Foreign Affairs Minister Louise Mushikiwabo has said the French government was exhibiting “diplomatic malaise” for denying its role in the 1994 Genocide against the Tutsi.
Artistes dramatise ‘Shadows of Memory’, a skit depicting the 1994 Genocide against the Tutsi. (Timothy Kisambira)
Artistes dramatise ‘Shadows of Memory’, a skit depicting the 1994 Genocide against the Tutsi. (Timothy Kisambira)

Foreign Affairs Minister Louise Mushikiwabo has said the French government was exhibiting “diplomatic malaise” for denying its role in the 1994 Genocide against the Tutsi.

Mushikiwabo was briefing the media yesterday shortly after the main event to mark the 20th anniversary of the Genocide.

France cancelled its participation in the event after Kigali after again accused the former colonial power of culpability in the Genocide.

“When Rwanda decided to normalise relations with France back in 2009, we knew that it would be difficult because what had stood between Rwanda and France after all was the Genocide,” she said.

“We thought it would be a much better proposition to move forward and remain in the same logic.
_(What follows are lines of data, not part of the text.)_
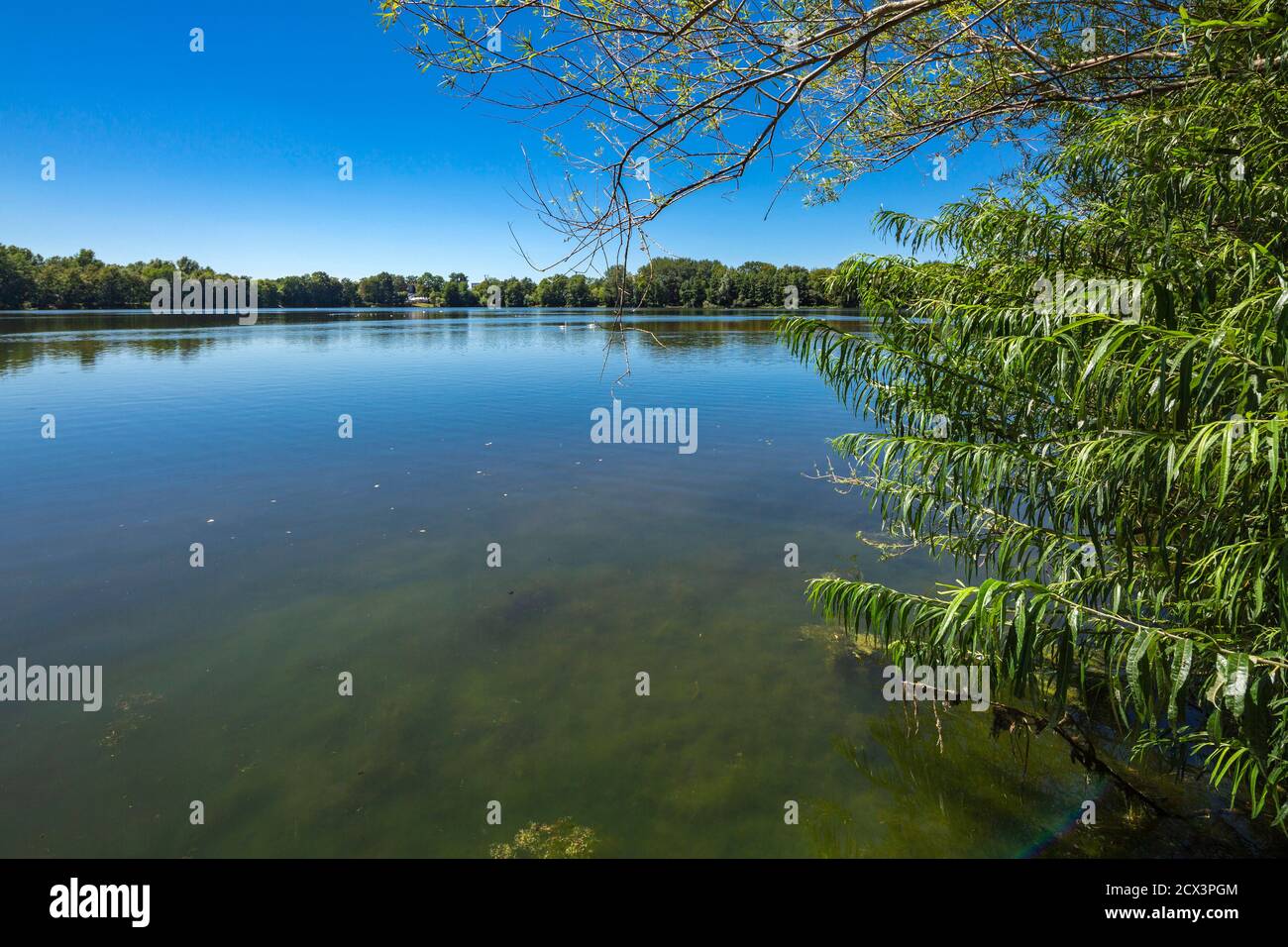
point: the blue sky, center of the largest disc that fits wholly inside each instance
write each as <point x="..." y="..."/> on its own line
<point x="230" y="157"/>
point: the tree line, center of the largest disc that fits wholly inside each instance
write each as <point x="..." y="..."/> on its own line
<point x="31" y="281"/>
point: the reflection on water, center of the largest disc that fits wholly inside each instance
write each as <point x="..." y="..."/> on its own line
<point x="472" y="684"/>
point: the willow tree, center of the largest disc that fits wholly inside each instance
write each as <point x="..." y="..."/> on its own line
<point x="1107" y="464"/>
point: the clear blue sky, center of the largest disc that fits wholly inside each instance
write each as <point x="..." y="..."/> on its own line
<point x="230" y="157"/>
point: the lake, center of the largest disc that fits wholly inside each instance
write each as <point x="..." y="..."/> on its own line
<point x="472" y="684"/>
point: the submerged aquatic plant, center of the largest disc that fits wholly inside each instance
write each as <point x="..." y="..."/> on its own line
<point x="562" y="839"/>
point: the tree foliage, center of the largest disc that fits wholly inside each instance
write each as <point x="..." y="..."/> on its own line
<point x="1112" y="480"/>
<point x="651" y="101"/>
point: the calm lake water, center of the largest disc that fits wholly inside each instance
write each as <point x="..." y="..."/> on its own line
<point x="471" y="684"/>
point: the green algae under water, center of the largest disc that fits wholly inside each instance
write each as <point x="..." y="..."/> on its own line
<point x="471" y="684"/>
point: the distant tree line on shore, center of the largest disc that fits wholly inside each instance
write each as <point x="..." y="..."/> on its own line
<point x="31" y="281"/>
However, on the French side, perhaps through differences in their leaders, some people felt that reconciliation between our two countries is not necessary.”

Mushikiwabo challenged Paris to accept that “serious mistakes” were made on its part and called on the French leaders to seek to mend bilateral relations with Rwanda by not covering up their role in the Genocide.

“What you sometimes see can only be described as diplomatic malaise, and it will probably remain like this unless France accepts where it erred or until France recognises that this country will not ignore history just to have a relationship with Paris,” the minister said.

Hope remains

She added that her office remained hopeful that France’s leaders, especially in its military establishment who are often behind Genocide denial, will realise that it is “much better off moving forward.”

“I am talking especially about the French military and politicians who decided to actively support the 1994 Genocide against the Tutsi. These are facts of history; books have been written, documentaries and films have been made about these facts,” she said.

“It is not the first time that this is being said; many French writers have said it, so it is not an issue of who says it, because it is a fact. The important thing is that we cannot change history. So we cannot change the laws just to please the French. If they are not here with us, it is their loss”.